Pro-endocrine and β-cell-associated meta-modules contain many putative transcriptional regulators

To make it easy for others to explore potential gene-gene associations, we extracted sub-networks for all genes in each meta-module, as well as sub-networks of transcriptional regulators for each meta-module. As a second example of GCN utility, we used two of these sub-networks to explore transcriptional regulators in meta-modules J and D, which contain genes preferentially expressed during endocrine differentiation and mature β-cells. Although these sub-networks contain many established pro-endocrine and β-cell-specific TFs, they also revealed many uncharacterized ZFPs. We identified and described 81 ZFPs in meta-modules J and D that could play yet-to-be-defined roles in endocrine specification and β-cell maturation (Table S4). Similar analysis of the meta-modules associated with definitive endoderm or pancreatic endoderm specification could also yield new targets for understanding endoderm differentiation.
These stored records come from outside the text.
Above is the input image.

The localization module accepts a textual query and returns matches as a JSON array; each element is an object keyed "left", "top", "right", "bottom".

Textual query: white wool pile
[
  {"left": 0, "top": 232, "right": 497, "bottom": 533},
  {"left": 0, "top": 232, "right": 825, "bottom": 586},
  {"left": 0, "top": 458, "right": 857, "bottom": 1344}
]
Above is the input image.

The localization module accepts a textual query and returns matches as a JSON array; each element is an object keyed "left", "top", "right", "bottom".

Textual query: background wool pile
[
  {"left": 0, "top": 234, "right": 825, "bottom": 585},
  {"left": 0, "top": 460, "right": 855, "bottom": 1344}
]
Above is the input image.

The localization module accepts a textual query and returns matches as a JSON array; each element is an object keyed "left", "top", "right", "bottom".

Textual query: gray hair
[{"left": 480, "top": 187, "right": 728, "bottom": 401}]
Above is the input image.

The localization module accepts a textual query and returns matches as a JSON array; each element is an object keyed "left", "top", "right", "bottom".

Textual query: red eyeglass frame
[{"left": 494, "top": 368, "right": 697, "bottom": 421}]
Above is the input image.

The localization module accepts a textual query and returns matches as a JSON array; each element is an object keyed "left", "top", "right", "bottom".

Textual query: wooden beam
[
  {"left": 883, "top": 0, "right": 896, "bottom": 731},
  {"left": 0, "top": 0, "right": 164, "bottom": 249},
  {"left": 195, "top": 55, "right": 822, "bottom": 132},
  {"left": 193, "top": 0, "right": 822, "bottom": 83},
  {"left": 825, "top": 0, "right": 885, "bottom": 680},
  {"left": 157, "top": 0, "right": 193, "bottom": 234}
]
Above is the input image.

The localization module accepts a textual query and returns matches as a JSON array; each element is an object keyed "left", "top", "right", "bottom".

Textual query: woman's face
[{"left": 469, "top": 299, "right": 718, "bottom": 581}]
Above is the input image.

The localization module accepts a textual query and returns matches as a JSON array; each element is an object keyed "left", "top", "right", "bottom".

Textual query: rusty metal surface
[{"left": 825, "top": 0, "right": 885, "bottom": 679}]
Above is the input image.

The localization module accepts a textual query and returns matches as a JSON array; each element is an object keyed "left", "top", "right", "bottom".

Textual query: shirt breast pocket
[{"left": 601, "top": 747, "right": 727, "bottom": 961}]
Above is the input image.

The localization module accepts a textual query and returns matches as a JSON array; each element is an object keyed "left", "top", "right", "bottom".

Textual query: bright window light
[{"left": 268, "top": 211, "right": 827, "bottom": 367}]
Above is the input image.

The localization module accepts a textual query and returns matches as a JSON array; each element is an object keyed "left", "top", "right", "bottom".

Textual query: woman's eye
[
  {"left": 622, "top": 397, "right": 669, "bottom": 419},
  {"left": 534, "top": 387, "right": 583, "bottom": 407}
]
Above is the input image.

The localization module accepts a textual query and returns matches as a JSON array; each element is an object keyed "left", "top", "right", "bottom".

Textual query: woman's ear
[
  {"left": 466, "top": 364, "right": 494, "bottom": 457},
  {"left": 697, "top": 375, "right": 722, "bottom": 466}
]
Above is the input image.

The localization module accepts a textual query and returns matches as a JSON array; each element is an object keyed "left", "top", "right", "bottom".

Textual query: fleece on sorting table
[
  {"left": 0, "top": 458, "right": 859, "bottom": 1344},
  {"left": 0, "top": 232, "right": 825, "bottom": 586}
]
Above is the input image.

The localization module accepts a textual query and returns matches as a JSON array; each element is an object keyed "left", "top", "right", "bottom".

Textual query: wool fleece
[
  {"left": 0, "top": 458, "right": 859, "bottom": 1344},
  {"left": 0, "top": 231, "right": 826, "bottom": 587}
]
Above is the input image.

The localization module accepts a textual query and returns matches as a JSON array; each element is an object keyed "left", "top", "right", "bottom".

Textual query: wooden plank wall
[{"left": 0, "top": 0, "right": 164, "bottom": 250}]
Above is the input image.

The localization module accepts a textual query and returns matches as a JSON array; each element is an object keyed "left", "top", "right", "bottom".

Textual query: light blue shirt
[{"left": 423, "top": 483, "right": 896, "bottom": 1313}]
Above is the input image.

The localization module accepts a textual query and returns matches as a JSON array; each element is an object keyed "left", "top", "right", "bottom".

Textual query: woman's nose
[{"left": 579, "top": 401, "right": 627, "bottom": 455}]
Exploring the function of three ZFPs in pancreas development

Finally, to demonstrate the functional importance of several of the ZFPs in meta-modules J and D in pancreas and/or endocrine development, we selected Zfp800, Jazf1 and Zfp92 for a more detailed analysis. These selections were based on their location in the network, regulation by Neurog3, and possible association with T2D. Zfp800, Jazf1 and Zfp92 each contain classical C2H2 zinc finger DNA-binding domains, with Zfp92 also containing a repressive KRAB domain. In adult tissues, Zfp800 is broadly expressed but has high levels of expression in the pancreas, and both Jazf1 and Zfp92 are highly expressed in pancreatic islets, with Jazf1 also being expressed in other tissues at lower levels. According to our developmental GCN, Zfp800 begins to be expressed at E10.5, peaks at E15.5 in endocrine cells, and is maintained in adult β-cells. Jazf1 and Zfp92 become highly expressed in E15.5 endocrine cells, and peak in nascent β-cells at E16.5 and adult β-cells, respectively. These variations may provide clues to the function of each protein. For instance, Zfp800 may be required during early development, whereas Jazf1 and Zfp92 may be more important for later stages of development and cellular function of adult β-cells. Moreover, a high degree centrality measure for Zfp800 suggests that this gene may play a more important functional role (Azuaje, 2014).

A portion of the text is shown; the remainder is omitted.